Sending new code to GitHub is normally a matter of running one command.

BASH

$ git push

If you run this just now, you will see an error.

OUTPUT

fatal: No configured push destination.
Either specify the URL from the command-line or configure a remote repository using

    git remote add <name> <url>

and then push using the remote name

    git push <name>

Before we configure the remote repository, we have to add a SSH key credential to GitHub. This is a secure way to tell GitHub that we do have permission to push code from this login account.

$ cat ~/.ssh/id_rsa.pub

If this shows a long line of characters then you already have a key and can use that. If not, you need to create one.

$ ssh-keygen -t rsa

Press enter three times to accept the default options, and now you should have a ~/.ssh/id_rsa.pub file. This goes into GitHub under your SSH and GPG keys page which is under the account settings area.

  1. Select Add new SSH Key
  2. For the title, use the format user@hostname for where you made the key, eg. training@vm-07
  3. Set the type as Authentication Key
  4. Paste the whole contents of your ~/.ssh/id_rsa.pub file into the big box

Now we make a repository for our code. This also needs to be done on the web interface.

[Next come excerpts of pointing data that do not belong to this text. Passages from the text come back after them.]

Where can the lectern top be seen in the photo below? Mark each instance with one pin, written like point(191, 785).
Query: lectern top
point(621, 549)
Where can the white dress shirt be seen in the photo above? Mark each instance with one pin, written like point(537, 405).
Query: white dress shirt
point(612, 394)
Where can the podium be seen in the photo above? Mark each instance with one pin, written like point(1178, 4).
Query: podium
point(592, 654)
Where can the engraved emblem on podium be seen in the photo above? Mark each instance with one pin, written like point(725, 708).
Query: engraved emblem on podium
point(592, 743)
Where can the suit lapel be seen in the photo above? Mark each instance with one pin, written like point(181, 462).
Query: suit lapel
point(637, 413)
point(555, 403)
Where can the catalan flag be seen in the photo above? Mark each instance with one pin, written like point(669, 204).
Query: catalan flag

  1. Use the New Repository option from the GitHub main page.
  2. Give the name yeast_demo_assembly
  3. Give a description like Demo workflow for training course
  4. Ensure this repository is Public
  5. Do not add any further items, just click Create repository

And after this you should see instructions to “push an existing repository from the command line”. This is exactly what we need to do, but the instructions shown by GitHub (at the time of writing) do not account for us having the push.autoSetupRemote setting. Therefore use the commands below, but remembering to fill in your own GitHub username.

BASH

$ git remote add origin https://github.com/<your user name>/yeast_demo_assembly.git
$ git push

And we are done. The code is public in GitHub. In the web browser, navigate to the new repository and view your files.

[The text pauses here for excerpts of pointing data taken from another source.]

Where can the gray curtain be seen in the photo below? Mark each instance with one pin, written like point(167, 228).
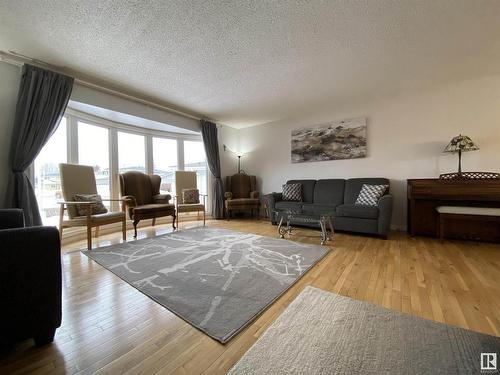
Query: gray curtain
point(211, 143)
point(42, 99)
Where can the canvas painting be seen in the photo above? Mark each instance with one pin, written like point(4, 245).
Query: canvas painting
point(336, 140)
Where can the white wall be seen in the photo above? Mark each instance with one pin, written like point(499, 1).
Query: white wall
point(9, 84)
point(406, 136)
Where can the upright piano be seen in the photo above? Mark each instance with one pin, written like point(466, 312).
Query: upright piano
point(424, 195)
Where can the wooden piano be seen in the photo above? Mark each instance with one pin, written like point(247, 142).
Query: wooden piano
point(424, 195)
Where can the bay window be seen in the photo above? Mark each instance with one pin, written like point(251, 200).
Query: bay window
point(112, 148)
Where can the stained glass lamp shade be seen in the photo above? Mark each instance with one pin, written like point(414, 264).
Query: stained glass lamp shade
point(460, 143)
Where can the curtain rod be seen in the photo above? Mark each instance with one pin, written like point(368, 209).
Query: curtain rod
point(18, 59)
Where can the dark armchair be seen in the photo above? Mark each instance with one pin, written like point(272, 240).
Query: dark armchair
point(142, 198)
point(30, 280)
point(241, 194)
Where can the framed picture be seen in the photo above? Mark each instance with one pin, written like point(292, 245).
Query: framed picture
point(335, 140)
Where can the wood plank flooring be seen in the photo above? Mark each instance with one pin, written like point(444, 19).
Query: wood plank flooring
point(110, 328)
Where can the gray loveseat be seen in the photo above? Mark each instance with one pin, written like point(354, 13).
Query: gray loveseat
point(338, 196)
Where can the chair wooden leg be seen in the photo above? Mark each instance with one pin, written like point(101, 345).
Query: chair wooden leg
point(89, 237)
point(441, 228)
point(124, 229)
point(135, 228)
point(61, 218)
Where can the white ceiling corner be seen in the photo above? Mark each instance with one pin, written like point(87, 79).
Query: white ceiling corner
point(250, 62)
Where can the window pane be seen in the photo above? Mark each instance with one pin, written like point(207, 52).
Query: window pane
point(131, 153)
point(93, 150)
point(194, 160)
point(165, 163)
point(47, 180)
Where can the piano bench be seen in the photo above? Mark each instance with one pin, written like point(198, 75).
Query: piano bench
point(482, 214)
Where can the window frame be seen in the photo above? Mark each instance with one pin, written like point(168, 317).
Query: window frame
point(73, 117)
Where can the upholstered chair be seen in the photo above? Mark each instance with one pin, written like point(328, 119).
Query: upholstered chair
point(80, 180)
point(186, 181)
point(241, 194)
point(30, 281)
point(142, 198)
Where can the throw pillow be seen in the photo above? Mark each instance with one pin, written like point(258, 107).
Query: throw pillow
point(95, 208)
point(292, 192)
point(190, 196)
point(370, 194)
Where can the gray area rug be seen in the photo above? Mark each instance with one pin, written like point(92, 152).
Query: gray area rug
point(217, 280)
point(324, 333)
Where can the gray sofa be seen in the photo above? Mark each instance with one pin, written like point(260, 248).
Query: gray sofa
point(338, 196)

Browsing the files in the GitHub web interface

GitHub dangers

Many people worry about sharing their un-finished code in a public repository, or relying on the GitHub service. In practise, there is not much to fear, but there is one significant risk:

Avoid leaking passwords, authentication tokens, and private data into Git. If you ever add such an item to a commit then removing it from the Git history is nearly impossible. Git is designed to never forget! Having good habits about separating your code, configuration and data is the best way to avoid this. For example, if your workflow needs to retrieve data from a server with a user name and password, either pre-fetch the data or, if you must automate acess, then at least put the password into a configuration file outside of the workflow source directory.

You may also worry that data on GitHub might be corrupted or lost, but this is less of a worry. The chain of commits on Git is cryptographically signed, so it’s unlikely that code can ever be tampered with. Also, moving code to another Git hosting service, along with the full commit history, is very easy. If you start out using GitHub you can move to an alternative host at any time.

Finally, having your code up on a public repository does allow others to copy from it, but if anyone tries to pass off your the code as their own you have very strong evidence of ownership.